'Louder! I Can't Hear What You're Singin', Wimp!' Is As Wild As Its Title [Fantasia Film Festival]

Somewhere between Aggretsuko, A Star Is Born and Benny Hill shenanigans exists Satoshi Miki's Louder! I Can't Hear What You're Singin', Wimp!. An utterly delightful blend of headbanger rambunctiousness and proper coming-of-self sweetness. Open yourself to an international cinematic mindset that never takes itself seriously enough to abandon lively party vibrations that are assertively "silly," but float by with effervescent dreamlike appeal. The kind of filmmaking that pushes back against realism with zany slow-motion camera pans and theatrical overreactions – '60s disco wigs and Nicolas Cage jokes – in a way that's reminiscent of circus hijinx meet Apatow-era oddities. Except more eccentric and farther-flung still?

Trust me, Miki's title is everything you need to know before going in. Loud, proud and scored by plenty of crankable tunes worth audience uproars.

Sin (Sadao Abe) is a Rob Zombie brand lead vocalist worshipped by sold-out crowds in Zion-like warehouse venues. Fuka (Riho Yoshioka) is a whimpering street musician who can hardly sing louder than a whisper. One night when Sin's vocal cords burst on account of his constant doping (yes, like singer steroid enhancement), he flees the gruesome scene and crashes into Fuka. Thus instigates their tangled journey towards conjoined self-realizations – one a maniacal screamer who believes volume is everything, the other who barely registers a single decibel and insists "feelings" are meant to be heard. As a wise man (daredevil) once said, "Pump it up!"

Audiences can expect lowbrow laughs, highbrow energy and melodic enchantment that demands a vinyl release. Sin's opening number with band Ex Machina oozes latex filth and plaster-stiff hairstyles which replicate Japanese music scene cultishness – but, to be fair, that's the last we really get of Ex Machina given Sin's Re-Animator juice abuse (bright green vials). Crunchy distorted guitar riffs still rage on, but more emphasis is placed on soap-star-with-a-sense-of-humor conflicts that shouldn't work anywhere near as well as they do.

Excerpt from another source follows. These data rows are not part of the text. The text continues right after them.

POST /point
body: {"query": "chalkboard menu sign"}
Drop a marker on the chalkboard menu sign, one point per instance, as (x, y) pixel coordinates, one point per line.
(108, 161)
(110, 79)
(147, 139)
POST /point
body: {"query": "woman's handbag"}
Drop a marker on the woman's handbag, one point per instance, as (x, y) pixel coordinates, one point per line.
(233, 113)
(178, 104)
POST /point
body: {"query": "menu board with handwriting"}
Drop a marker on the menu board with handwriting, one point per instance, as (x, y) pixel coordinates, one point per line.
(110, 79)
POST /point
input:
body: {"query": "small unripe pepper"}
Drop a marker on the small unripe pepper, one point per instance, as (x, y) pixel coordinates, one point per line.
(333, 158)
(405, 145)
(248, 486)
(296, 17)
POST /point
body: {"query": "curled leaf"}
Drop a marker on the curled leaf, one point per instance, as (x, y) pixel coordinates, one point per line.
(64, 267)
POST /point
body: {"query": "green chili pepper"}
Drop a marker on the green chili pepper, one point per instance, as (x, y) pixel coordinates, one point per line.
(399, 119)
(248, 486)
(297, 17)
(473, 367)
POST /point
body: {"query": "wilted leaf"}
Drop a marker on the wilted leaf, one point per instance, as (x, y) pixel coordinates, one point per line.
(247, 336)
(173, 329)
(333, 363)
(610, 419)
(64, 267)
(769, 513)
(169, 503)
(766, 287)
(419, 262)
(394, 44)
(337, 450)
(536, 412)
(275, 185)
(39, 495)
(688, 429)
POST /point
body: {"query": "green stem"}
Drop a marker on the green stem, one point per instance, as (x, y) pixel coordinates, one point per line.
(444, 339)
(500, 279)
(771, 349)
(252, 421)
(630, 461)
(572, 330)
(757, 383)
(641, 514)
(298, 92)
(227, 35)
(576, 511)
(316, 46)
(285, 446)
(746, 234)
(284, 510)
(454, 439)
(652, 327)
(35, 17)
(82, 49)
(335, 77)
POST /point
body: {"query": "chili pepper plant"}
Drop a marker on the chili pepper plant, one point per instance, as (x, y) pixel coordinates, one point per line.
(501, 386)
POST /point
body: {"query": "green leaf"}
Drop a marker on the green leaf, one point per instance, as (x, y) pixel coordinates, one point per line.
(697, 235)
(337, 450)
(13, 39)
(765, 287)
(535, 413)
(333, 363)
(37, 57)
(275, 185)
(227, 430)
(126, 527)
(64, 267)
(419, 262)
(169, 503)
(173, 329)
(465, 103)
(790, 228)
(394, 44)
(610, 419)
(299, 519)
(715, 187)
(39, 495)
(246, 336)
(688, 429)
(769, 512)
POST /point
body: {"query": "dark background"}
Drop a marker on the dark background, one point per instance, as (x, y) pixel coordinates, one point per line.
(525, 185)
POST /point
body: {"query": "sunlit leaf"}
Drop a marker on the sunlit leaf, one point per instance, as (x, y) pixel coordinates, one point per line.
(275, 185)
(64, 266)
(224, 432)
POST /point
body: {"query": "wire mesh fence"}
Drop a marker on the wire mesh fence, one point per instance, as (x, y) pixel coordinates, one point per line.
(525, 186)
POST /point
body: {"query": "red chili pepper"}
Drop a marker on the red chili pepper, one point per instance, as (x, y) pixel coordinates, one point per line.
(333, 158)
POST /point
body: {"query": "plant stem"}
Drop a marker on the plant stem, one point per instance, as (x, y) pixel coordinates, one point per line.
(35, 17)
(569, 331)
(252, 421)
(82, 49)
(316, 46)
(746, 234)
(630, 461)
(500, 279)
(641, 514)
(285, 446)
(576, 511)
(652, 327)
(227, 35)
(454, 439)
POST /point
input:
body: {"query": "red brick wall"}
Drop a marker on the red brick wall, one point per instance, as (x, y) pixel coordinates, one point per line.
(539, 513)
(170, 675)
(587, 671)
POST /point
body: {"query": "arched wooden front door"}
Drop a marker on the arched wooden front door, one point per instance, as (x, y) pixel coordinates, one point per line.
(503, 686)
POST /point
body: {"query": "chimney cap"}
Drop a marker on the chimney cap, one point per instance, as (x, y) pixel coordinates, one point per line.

A guitar case flying into the air, landing street-flat on the ground, opening on its own and showing the camera nothing is damaged kind of fluff. What is gravity, even (eye-patch nurse tossing a vile into the air that dangles on a string and plops into Fuka's hands)?

It's nothing like American cinema, and as an American, I do wish we'd stop taking ourselves so seriously.

On a purely musical front, you'll grow exhausted pointing out all the Western pop-culture references Miki works in. AC/DC and KISS shirts, a hippie-dippie character named "Uncle Zappa," "Welcome To My Nightmare" song title dialogue winks. Louder! I Can't Hear What You're Singin', Wimp! is more than just a foreign ode to fame or Eastern-culture-only nods. US viewers often get skittish when movies with subtitles start playing, and it's important to stress these native relations. No reason to feel out of place. Shake the stigma of only watching local content.

Performances throughout are more slapstick than a banana cream pie to the crotch and I love it. Charming in their abandon of certain sincerities and spectacularly oversold. Sadao Abe shouts and hollers like an amped-up rock god as the "tiny" voiced Riho Yoshioka opens wide to expel her softest vocal reverberation. One single scene where Sin throws a brand new guitar through Fuka's window perfectly captures how Miki and his muses combine comedy, madness and pure joyful entertainment as the generous gesture turns into hilarity. In Louder! I Can't Hear What You're Singin', Wimp!, only the unexpected is to be counted on.

It is true that Miki could have shortened this entire speaker-blaring affair, but personality is on grand enough display to keep audiences bopping along. Miki stresses fun first, foremost and forever. Riho Yoshioka as Fuka blossoms into a bright stage-destined talent who benefits from her flamboyant Deus-ex surprise mentor, while still sticking to bulgy-eyed expressions whenever Miki's story undercuts cheesy-fingered drama with another out-of-DEEP-left-field turn into childish outbursts. 

Louder! I Can't Hear What You're Singin', Wimp! is a refreshing symphonic odyssey that spans face-melting existential anthems to Spanish guitar finger-snappers, never once submitting to the deflated generics of calmly orchestrated dramas. Cartoon sentiments of the highest cinematic order. Better yet? Satoshi Miki is deceptively 100% in control. Fuka's lessons are well-earned and Sin's teachings not lost in his constant need to embrace "unnecessary" actions. Yakuza thugs steal souls, sexual trifectas ensnare betrayal, and novelty-sized firework explosions are only accents to the grandest spectacle of all: our own populous desires of being something more than ordinary.

With that in mind, mission accomplished, Satoshi Miki. Louder! I Can't Hear What You're Singin', Wimp! is anything but ordinary.